Definition – Diagnostik – Ursachen – Psychotherapie

Depressionen sind psychische Störungen mit Krankheitswert. Wesentliche Merkmale sind die Beeinträchtigung der Stimmung, Verlust der Freude, emotionale Leere, Interessenverlust, Antriebs-und Motivationsantriebslosigkeit und umfangreiche körperliche Beschwerden unterschiedlichen Charakters.
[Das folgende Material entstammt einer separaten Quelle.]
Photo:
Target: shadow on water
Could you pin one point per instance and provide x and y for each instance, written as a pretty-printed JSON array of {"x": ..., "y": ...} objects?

Diese Störungen sind häufig mit anderen Störungen wie Ängste, Manien, Persönlichkeitsauffälligkeiten (vor allem bei Kindern) verbunden. Deshalb gelten Depressionen auch als häufigste aller psychischen Beeinträchtigungen. Viele Menschen kennen die genannte Symptomatik, ohne gleich als depressiv zu gelten. Wenn die Traurigkeit, Niedergeschlagenheit, Energielosigkeit, Selbstzweifel, Sinnlosigkeit, Appetitstörungen, Libidoverlust, Schlafstörungen, Kopfschmerzen, Konzentrationsprobleme nicht ein gewisses Maß übersteigen, bzw. eine bestimmte Dauer oder auch Reaktionen auf die Erfahrungen von Verlusten, Misserfolgen, Enttäuschung und ungewöhnliche Belastungen darstellen, gelten sie noch als normale gesunde Äußerungen des Menschen. Der "kleine" Unterschied zwischen gesund und krank gehört mit zu den (noch) ungelösten Fragen der depressiven Störungen.
Wie sollte demnach diagnostiziert werden?
Depressive Syndrome sind nur durch die Vielzahl der Auffälligkeiten erkennbar. Wesentlich ist, dass körperliche und psychische Probleme gemeinsam vorkommen. Dazu ist es für den Therapeuten hilfreich, die Symptome gewissermaßen differenziert zu erkennen. Folgende Systematik hat sich in der Praxis bewährt:

  1. Verhaltensbeobachtung (Motorik/Erscheinungsbild):
    Körperhaltung: verlangsamt, nervös, unruhig
    Gesichtsausdruck: weinerlich, traurig, besorgt, herab gezogene Mundwinkel, vertiefte Falten, angespannte Mimik
    Aktivitätsausdruck: eingeschränkte Bewegung, starre Haltung, Probleme in den alltäglichen Anforderungen (z.B. morgendliches Aufstehen).
  2. gefühlsmäßiges Auftreten: Hilflosigkeit, Leere, Verlassenheit, Unzufriedenheit, Angst und Sorgen, Distanz zu anderen.
  3. körperlich – nervliches Auftreten: Erregung, Reizbarkeit, Ermüdung, Schwäche, Weinen, Schlafstörungen, Schwankungen in persönlichem Empfinden, Wetterfühligkeit, Appetitverlust, Kopfschmerzen, Magenbeschwerden, Verdauungsprobleme, zu beachten ist ferner: Blutdruck, Zuckerspiegel, Kalziummangel, Eisenwerte, Serotonin/Adrenalinmangel bzw. -überschuß.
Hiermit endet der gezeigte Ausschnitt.